Ford announces a mid-life facelift for the MkI Capri. All cars get big headlamps, bonnet bulges, new-style wheels, and new-style facia (to be carried forward to the MkII Capri hatchback in 1974). An engine reshuffle sees the old-style 160OCT Kent dropped In favour of the OHC Pinto engine for the first time. Capri 3000Es give way to a new four-headlamp 3000GXL. Although not rebadged, these are really MkI.5 models. Ford produces nearly 199,000 Capris in 1972.
Introduction of the limited edition Capri RS3100 - like the 3000GT, but with a 148 bhp, 3.1 -litre engine and large rear ducktail spoiler. This is a homologation special to be raced with four-cam 3.4-litre Cosworth GA-type V6 engine. 500 supposed to built at Halewood, in reality only around 200 will ever be produced. In 1974, works Capri RS3100s, with 3.4-litre / 455 bhp engines, win four major long-distance European touring car races. Ford produces 233,000 Capris in 1973, but the long-term sales decline starts here.
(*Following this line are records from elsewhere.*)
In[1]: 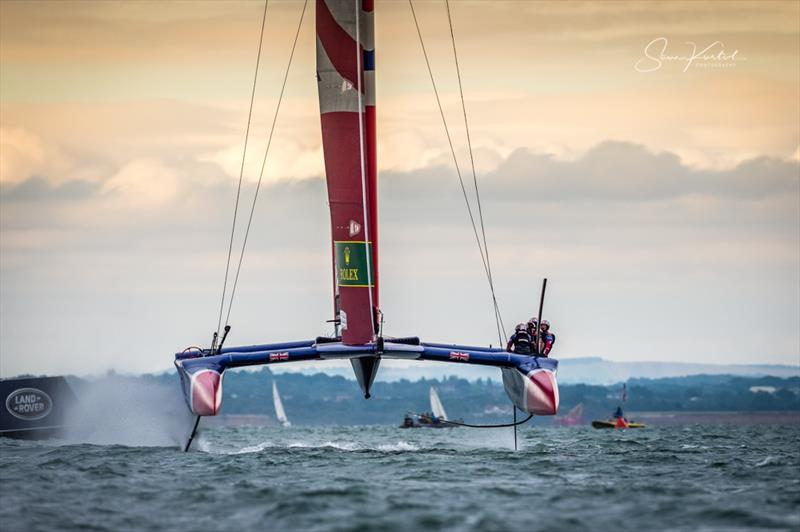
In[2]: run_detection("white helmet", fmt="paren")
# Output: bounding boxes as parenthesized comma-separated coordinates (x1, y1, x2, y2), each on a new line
(515, 323, 527, 332)
(540, 319, 550, 329)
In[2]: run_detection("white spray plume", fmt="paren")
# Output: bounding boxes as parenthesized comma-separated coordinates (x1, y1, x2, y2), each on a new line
(64, 374, 194, 448)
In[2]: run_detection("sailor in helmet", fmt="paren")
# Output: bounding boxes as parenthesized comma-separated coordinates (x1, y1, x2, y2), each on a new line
(538, 319, 556, 356)
(506, 323, 533, 355)
(526, 317, 538, 339)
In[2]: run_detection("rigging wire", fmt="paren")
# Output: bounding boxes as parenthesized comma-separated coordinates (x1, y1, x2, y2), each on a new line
(215, 0, 269, 339)
(408, 0, 505, 345)
(355, 2, 376, 333)
(223, 0, 309, 327)
(444, 0, 505, 339)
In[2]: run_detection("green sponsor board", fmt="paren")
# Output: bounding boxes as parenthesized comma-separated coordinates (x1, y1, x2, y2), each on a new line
(334, 241, 374, 287)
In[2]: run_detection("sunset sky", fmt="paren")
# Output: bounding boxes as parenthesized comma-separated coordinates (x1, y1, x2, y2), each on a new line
(1, 0, 798, 377)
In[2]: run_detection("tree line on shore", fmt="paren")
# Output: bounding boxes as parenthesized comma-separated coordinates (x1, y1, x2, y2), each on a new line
(95, 369, 798, 426)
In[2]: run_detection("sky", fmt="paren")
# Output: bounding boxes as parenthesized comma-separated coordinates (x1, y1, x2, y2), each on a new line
(1, 0, 798, 377)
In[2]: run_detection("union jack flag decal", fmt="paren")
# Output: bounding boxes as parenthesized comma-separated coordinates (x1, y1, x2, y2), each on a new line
(269, 352, 289, 362)
(449, 352, 470, 362)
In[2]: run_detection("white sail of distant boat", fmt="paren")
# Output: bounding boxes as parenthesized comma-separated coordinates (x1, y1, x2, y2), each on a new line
(429, 387, 448, 421)
(272, 382, 291, 428)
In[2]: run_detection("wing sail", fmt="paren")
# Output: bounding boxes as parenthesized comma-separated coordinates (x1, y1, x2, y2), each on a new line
(317, 0, 378, 345)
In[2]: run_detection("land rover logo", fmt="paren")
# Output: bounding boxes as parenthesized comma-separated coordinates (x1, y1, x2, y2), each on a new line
(5, 388, 52, 421)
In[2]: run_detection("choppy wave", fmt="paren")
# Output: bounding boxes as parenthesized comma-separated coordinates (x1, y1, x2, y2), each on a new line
(754, 455, 781, 467)
(197, 437, 423, 456)
(1, 425, 798, 531)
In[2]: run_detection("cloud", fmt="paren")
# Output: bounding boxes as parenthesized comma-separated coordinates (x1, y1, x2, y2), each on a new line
(1, 175, 97, 201)
(1, 127, 65, 186)
(2, 0, 797, 379)
(3, 0, 798, 178)
(100, 158, 185, 209)
(482, 141, 799, 201)
(0, 142, 797, 378)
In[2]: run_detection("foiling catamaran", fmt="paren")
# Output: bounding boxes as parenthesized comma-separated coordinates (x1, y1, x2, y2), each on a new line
(175, 0, 559, 450)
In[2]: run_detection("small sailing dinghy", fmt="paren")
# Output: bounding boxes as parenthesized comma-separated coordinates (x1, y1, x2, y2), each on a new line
(272, 382, 291, 428)
(175, 0, 559, 449)
(400, 386, 463, 428)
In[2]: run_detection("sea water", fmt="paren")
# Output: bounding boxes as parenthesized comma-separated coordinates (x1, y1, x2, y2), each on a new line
(1, 425, 798, 531)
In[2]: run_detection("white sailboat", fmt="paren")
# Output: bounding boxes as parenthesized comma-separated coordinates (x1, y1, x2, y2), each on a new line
(272, 382, 291, 428)
(429, 386, 448, 422)
(400, 386, 462, 428)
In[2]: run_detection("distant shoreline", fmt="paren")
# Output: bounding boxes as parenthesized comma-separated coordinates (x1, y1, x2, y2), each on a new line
(629, 411, 800, 426)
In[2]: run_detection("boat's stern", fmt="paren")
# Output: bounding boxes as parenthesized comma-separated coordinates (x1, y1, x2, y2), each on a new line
(501, 357, 559, 415)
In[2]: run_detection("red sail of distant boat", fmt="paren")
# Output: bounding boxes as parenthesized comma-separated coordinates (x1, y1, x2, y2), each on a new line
(316, 0, 378, 345)
(553, 402, 584, 427)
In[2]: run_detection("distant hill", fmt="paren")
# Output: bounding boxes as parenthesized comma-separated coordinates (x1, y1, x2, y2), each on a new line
(271, 357, 800, 385)
(556, 357, 800, 384)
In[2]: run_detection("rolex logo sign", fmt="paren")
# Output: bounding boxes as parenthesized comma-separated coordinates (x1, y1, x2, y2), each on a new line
(335, 241, 373, 287)
(6, 388, 53, 421)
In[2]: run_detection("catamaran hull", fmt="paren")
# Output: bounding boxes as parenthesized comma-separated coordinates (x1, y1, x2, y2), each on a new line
(175, 340, 558, 418)
(501, 366, 559, 416)
(175, 362, 224, 417)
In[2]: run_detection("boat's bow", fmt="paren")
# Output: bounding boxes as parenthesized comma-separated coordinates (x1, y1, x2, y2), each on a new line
(175, 356, 225, 417)
(500, 360, 559, 416)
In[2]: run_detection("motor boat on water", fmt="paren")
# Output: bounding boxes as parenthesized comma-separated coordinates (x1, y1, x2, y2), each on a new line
(399, 387, 463, 428)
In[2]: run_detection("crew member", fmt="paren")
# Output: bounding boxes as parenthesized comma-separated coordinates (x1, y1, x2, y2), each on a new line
(526, 317, 538, 339)
(538, 319, 556, 356)
(506, 323, 533, 355)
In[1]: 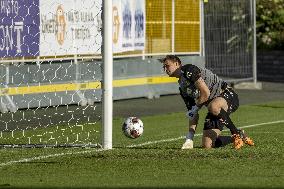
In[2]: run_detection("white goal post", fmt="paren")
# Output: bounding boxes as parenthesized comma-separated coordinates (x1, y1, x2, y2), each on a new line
(102, 0, 113, 150)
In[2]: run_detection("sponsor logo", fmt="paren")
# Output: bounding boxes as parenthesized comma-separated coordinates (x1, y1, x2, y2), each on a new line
(122, 2, 131, 39)
(134, 9, 144, 38)
(186, 72, 192, 78)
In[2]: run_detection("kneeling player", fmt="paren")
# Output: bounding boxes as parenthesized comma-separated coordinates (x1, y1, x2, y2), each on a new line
(201, 87, 253, 148)
(159, 55, 254, 149)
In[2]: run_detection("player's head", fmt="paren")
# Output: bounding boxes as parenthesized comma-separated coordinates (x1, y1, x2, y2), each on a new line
(158, 55, 182, 77)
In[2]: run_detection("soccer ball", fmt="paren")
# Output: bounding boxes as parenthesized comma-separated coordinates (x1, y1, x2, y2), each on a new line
(122, 117, 144, 139)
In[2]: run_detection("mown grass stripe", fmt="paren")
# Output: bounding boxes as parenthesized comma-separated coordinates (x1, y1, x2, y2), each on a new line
(0, 119, 283, 168)
(126, 120, 284, 148)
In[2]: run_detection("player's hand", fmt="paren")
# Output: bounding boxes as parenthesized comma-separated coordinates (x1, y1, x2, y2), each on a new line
(186, 105, 199, 121)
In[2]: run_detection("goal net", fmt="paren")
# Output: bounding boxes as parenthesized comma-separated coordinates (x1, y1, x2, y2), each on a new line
(0, 0, 102, 148)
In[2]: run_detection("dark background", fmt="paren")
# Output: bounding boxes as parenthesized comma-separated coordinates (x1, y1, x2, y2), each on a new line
(258, 51, 284, 83)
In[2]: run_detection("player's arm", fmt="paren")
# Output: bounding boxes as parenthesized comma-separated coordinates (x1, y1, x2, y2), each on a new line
(179, 88, 199, 124)
(179, 87, 196, 111)
(181, 64, 210, 109)
(194, 77, 210, 108)
(189, 113, 199, 125)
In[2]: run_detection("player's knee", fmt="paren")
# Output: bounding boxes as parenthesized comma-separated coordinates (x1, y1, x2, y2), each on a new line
(202, 129, 220, 149)
(202, 136, 213, 149)
(208, 104, 221, 116)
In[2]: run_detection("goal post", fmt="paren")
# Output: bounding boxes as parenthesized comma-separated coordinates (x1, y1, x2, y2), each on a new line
(102, 0, 113, 150)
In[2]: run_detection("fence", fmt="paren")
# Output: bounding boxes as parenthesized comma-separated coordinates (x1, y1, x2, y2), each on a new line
(204, 0, 255, 81)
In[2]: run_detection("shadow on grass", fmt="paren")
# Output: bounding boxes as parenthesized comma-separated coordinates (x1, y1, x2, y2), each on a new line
(252, 104, 284, 109)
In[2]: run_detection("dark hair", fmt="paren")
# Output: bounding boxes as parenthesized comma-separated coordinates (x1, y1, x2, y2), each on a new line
(158, 55, 181, 65)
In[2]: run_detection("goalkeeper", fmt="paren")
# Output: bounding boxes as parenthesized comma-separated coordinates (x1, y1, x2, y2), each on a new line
(159, 55, 254, 149)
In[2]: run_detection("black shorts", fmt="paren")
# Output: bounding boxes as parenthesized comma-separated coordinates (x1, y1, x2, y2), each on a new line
(219, 87, 239, 114)
(203, 88, 239, 131)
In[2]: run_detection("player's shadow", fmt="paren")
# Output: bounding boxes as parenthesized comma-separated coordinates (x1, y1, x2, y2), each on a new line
(116, 136, 232, 150)
(115, 135, 232, 150)
(252, 104, 284, 109)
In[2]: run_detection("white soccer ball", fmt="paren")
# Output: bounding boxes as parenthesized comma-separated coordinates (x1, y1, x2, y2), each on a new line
(122, 117, 144, 139)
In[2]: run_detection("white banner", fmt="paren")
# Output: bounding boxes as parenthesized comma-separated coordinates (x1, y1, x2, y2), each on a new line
(113, 0, 145, 53)
(39, 0, 144, 56)
(40, 0, 102, 56)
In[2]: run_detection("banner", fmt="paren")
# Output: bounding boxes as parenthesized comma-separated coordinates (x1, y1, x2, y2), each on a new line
(39, 0, 102, 56)
(113, 0, 145, 53)
(0, 0, 145, 58)
(0, 0, 40, 58)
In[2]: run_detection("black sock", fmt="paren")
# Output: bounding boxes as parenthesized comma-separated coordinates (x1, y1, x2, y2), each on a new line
(217, 108, 238, 135)
(215, 137, 223, 148)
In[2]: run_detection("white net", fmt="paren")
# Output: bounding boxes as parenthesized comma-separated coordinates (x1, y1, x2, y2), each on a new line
(0, 0, 102, 148)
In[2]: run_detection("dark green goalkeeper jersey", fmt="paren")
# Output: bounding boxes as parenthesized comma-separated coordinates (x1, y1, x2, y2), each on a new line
(178, 64, 224, 110)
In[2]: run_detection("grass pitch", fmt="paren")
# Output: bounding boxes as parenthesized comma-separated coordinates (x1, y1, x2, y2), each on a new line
(0, 101, 283, 188)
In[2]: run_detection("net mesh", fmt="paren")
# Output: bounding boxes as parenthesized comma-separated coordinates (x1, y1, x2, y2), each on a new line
(0, 0, 102, 148)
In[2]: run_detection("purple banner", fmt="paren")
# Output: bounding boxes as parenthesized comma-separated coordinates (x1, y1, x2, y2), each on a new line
(0, 0, 40, 58)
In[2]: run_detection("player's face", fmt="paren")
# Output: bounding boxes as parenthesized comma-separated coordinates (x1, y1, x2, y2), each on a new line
(163, 60, 179, 77)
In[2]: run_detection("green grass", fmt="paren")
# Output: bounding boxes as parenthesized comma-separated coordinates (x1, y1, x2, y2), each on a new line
(0, 101, 284, 188)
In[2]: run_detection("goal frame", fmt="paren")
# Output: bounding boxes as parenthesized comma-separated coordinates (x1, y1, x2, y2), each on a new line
(102, 0, 113, 150)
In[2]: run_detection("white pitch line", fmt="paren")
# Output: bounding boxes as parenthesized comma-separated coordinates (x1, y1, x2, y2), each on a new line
(0, 149, 105, 168)
(244, 131, 284, 134)
(127, 120, 284, 148)
(0, 120, 284, 168)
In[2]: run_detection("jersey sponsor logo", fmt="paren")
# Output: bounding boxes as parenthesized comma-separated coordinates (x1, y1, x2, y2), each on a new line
(186, 72, 192, 78)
The new MkII Capri arrives, with a completely new look and engine line-up. Using same basic platform and suspensions, the MkII Capri has a rounder, smoother and more spacious cabin, complete with hatchback. Ford begins using the Ghia badge for top-of -the-range equipment levels on many of its models. First imports of Ghia-badged Capris are 2000 and 3000 models. Capris are now much softer cars than the original 1969/1970 types.